The protest culminated with students handing rainbow flags to SPU President Pete Menjares in exchange for their diplomas at their graduation ceremony.
Related: Student protestors disrupt anti-LGBTQ presentation at school board meeting
The protests came in response to a decision by SPU’s board of trustees in May not to change the school’s “Employee Lifestyle Expectations,” which bar employees from engaging in “sexual behavior that is inconsistent with the University’s understanding of Biblical standards.”
According to the policy, that includes same-sex sexual activity.
“Employees who engage in any of these activities may face disciplinary action up to and including termination of employment with the University,” the policy states.
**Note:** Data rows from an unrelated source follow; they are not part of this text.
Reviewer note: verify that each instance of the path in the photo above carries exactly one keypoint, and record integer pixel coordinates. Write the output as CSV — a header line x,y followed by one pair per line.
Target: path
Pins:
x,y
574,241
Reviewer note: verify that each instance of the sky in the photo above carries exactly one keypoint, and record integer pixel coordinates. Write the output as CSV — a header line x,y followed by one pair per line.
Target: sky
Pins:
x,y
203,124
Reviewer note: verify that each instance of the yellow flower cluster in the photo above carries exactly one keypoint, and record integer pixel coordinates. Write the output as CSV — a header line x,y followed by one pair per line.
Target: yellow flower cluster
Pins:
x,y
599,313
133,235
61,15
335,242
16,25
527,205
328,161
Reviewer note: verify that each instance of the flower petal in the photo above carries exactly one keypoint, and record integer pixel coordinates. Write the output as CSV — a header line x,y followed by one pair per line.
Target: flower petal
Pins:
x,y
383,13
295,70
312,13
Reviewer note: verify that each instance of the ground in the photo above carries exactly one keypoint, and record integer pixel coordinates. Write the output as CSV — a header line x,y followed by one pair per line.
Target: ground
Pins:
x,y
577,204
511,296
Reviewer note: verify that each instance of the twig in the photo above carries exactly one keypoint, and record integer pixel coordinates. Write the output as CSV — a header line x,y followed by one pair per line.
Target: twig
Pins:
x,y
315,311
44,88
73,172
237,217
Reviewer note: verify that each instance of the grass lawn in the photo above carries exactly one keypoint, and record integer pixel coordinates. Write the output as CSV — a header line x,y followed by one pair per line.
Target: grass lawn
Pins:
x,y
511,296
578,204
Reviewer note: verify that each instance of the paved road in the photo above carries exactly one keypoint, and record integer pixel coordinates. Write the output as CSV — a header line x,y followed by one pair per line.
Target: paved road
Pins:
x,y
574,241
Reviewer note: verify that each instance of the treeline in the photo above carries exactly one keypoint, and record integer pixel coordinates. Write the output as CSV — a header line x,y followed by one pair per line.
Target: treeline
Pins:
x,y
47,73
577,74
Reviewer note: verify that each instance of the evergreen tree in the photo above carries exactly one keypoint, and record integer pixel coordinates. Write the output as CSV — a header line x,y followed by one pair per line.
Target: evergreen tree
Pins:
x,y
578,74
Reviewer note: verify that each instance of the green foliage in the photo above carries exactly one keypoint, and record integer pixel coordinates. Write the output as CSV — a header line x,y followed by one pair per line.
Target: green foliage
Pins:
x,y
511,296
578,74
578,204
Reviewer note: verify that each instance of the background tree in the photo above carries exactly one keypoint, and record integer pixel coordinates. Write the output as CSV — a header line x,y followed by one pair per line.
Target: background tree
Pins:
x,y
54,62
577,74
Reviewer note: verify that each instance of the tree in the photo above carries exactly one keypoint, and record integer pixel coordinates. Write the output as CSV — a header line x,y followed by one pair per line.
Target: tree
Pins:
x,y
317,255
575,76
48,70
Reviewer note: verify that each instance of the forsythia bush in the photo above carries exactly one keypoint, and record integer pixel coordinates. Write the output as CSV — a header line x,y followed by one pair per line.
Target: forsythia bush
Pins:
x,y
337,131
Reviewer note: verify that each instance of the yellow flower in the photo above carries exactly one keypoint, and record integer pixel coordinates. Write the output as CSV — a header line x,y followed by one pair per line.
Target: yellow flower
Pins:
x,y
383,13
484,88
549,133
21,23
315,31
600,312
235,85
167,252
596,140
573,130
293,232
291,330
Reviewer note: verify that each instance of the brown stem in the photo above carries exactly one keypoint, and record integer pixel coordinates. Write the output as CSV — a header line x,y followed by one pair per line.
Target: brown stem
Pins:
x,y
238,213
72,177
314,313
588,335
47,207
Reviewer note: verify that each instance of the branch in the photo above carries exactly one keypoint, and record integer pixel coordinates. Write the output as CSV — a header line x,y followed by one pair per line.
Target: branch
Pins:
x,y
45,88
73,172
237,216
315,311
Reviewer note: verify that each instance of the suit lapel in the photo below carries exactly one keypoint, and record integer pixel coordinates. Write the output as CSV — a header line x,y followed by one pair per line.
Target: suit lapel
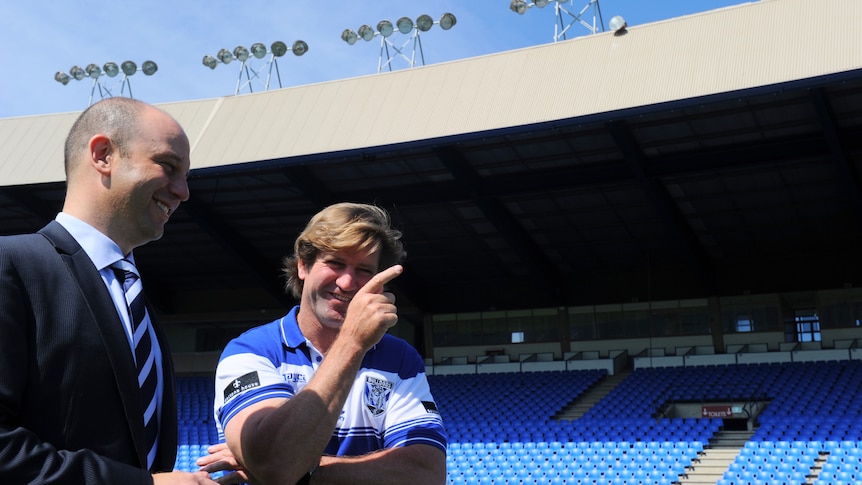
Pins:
x,y
109,325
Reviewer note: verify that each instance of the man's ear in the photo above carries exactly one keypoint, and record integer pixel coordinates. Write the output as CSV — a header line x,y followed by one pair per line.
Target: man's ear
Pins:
x,y
301,270
101,152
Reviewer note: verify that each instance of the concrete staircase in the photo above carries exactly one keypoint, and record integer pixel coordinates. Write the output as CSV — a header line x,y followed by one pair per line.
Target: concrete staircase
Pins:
x,y
588,399
716,457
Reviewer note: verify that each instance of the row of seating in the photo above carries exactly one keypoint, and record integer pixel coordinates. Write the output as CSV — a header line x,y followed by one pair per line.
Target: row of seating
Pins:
x,y
503,428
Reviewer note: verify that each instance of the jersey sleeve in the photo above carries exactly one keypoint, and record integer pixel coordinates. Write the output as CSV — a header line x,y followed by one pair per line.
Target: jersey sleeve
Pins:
x,y
413,417
247,373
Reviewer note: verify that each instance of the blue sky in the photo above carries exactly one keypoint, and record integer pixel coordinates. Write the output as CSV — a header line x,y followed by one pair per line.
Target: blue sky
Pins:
x,y
46,36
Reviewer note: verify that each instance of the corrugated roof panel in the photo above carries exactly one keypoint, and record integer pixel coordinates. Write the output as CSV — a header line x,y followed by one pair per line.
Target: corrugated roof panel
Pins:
x,y
31,148
758,44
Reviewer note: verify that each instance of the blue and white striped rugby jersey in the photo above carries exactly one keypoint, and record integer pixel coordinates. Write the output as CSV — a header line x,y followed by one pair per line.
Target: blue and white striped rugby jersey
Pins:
x,y
389,405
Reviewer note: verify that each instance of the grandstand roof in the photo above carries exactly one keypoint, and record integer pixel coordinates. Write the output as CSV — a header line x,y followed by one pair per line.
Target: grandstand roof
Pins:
x,y
711,154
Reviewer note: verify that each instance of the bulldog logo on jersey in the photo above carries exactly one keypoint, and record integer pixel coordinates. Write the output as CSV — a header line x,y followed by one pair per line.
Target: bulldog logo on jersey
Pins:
x,y
377,392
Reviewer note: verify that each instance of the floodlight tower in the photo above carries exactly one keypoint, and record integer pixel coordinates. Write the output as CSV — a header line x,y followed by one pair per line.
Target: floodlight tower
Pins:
x,y
405,26
563,15
111,70
257,51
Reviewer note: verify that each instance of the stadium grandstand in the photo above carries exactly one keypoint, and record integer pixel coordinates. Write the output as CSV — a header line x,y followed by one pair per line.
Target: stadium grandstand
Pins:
x,y
633,257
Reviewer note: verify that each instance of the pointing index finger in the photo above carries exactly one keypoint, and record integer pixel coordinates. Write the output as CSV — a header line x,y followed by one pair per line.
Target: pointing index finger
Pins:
x,y
376,283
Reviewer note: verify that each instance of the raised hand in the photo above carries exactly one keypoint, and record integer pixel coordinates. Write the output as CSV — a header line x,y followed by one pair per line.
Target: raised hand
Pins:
x,y
372,310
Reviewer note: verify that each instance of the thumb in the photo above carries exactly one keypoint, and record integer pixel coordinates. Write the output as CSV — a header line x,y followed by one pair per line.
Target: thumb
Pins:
x,y
376,283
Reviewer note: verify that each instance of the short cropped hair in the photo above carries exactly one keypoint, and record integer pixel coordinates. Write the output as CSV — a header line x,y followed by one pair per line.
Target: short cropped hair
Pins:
x,y
117,118
343,227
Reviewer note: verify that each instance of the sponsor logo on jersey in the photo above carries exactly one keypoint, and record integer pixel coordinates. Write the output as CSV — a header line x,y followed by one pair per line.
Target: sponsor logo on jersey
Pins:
x,y
377,393
241,384
430,407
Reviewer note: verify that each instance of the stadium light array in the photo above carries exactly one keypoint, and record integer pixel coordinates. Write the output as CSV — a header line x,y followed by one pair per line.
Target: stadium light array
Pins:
x,y
257,51
562,14
387,31
109,70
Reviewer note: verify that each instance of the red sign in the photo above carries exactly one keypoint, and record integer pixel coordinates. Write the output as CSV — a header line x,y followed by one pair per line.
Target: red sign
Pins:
x,y
716,411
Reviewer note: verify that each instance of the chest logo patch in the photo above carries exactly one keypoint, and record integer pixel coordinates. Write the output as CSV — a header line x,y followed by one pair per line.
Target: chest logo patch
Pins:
x,y
240,384
377,393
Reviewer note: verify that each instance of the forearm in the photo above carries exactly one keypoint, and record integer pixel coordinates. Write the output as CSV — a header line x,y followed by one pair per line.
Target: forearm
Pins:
x,y
283,444
419,464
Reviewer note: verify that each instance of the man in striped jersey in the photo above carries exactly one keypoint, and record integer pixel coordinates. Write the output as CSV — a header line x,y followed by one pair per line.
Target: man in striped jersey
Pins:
x,y
324,394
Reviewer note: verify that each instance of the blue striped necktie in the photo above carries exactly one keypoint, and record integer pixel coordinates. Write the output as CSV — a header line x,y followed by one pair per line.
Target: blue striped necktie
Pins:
x,y
145,356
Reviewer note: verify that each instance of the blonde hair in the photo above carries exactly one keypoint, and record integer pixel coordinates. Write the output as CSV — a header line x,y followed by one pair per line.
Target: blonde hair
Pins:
x,y
345,226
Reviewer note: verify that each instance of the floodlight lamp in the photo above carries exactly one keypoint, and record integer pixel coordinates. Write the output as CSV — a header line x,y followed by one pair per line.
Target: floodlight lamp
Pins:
x,y
518,6
385,28
278,48
617,24
366,32
447,21
258,50
299,48
93,71
129,68
241,53
149,68
62,78
349,36
77,73
404,24
210,61
111,69
424,23
224,56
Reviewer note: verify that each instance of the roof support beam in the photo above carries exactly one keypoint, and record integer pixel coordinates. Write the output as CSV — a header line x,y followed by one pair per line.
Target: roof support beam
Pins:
x,y
850,180
663,202
506,224
241,249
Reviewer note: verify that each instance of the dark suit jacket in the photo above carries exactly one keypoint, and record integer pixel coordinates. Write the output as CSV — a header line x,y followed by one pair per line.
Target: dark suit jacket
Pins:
x,y
70,408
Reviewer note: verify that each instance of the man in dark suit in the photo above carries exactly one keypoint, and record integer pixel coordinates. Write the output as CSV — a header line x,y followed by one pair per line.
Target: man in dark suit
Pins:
x,y
71,409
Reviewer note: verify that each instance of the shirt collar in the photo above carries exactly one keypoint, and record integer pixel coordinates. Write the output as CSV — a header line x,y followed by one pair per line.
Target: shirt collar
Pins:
x,y
291,336
101,250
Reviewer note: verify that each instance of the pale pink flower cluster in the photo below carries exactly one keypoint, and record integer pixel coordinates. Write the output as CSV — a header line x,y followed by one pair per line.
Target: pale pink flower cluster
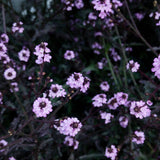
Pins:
x,y
69,4
77,81
69,126
24,54
42,107
99,100
69,55
133,66
119,98
104,86
3,143
106,116
1,98
123,120
14,86
156,16
42,53
106,7
140,109
57,90
138,137
17,27
111,152
114,55
102,63
156,67
70,141
4,38
97,47
9,74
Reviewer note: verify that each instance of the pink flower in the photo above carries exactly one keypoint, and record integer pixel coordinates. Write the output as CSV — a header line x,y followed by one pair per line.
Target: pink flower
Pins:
x,y
17,27
69,55
9,74
139,109
42,107
3,143
24,54
99,100
106,116
123,120
56,91
111,152
138,137
133,66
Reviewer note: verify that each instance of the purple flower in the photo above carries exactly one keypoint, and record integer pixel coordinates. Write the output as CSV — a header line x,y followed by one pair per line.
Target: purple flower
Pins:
x,y
99,100
69,55
56,91
42,107
9,74
138,137
111,152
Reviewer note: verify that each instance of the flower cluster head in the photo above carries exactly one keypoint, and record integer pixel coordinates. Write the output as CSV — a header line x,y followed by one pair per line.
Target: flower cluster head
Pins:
x,y
77,81
106,116
99,100
111,152
9,73
123,120
69,126
69,4
3,143
12,158
102,63
42,53
14,87
104,86
133,66
114,55
69,55
97,47
17,27
70,141
139,109
4,38
57,90
138,137
106,7
42,107
24,54
156,16
1,98
156,67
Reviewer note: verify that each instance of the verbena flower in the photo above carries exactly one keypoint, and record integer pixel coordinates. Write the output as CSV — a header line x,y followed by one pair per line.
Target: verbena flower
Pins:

“The board made a decision that it believed was most in line with the university’s mission and statement of faith and chose to have SPU remain in communion with its founding denomination, the Free Methodist Church USA, as a core part of its historical identity as a Christian university,” SPU board chair Cedric Davis said in a statement last month. The Free Methodist Church USA, which according to The Guardian has contributed $324,000 to the university, had threatened to cut ties with the school if the policy was changed.
SPU has not filed for a religious exemption under Title IX, the federal education law barring discrimination based on sex, or Title VII, the law prohibiting employment discrimination based on sex, according to The Guardian. The Supreme Court ruled in Bostock v. Clayton Co. in 2020 that Title VII’s ban on discrimination based on sex outlaws anti-LGBTQ job discrimination as well, and President Joe Biden issued an executive order saying that Title IX’s protections include LGBTQ people as well.
A 2021 lawsuit brought by an SPU professor claiming the school had denied him tenure because he is gay was settled out of court. SPU’s faculty senate subsequently passed a vote of no confidence in the school’s board of trustees, which had upheld the anti-gay policy. In early June, the faculty senate passed a resolution in support of changing the policy to allow same-sex sexual activity within the context of marriage.
Summing up the protesters’ outrage, 22-year-old Leah Duff posed a question for SPU’s administration: “You’re going to charge me thousands of dollars every quarter to come here and to get an education, but you’re not going to provide me the education that I deserve as a queer person by having queer staff and faculty?” The Guardian reports. “You talk about being ecumenical, being so diverse. And it’s like, where is it?”
SPU student government president Laur Lugos says students plan to continue the sit-in well after graduation. As Lugos tells The Seattle Times, “Students have organized it and have been the ones putting it together, but the entire community is backing this and supporting this.”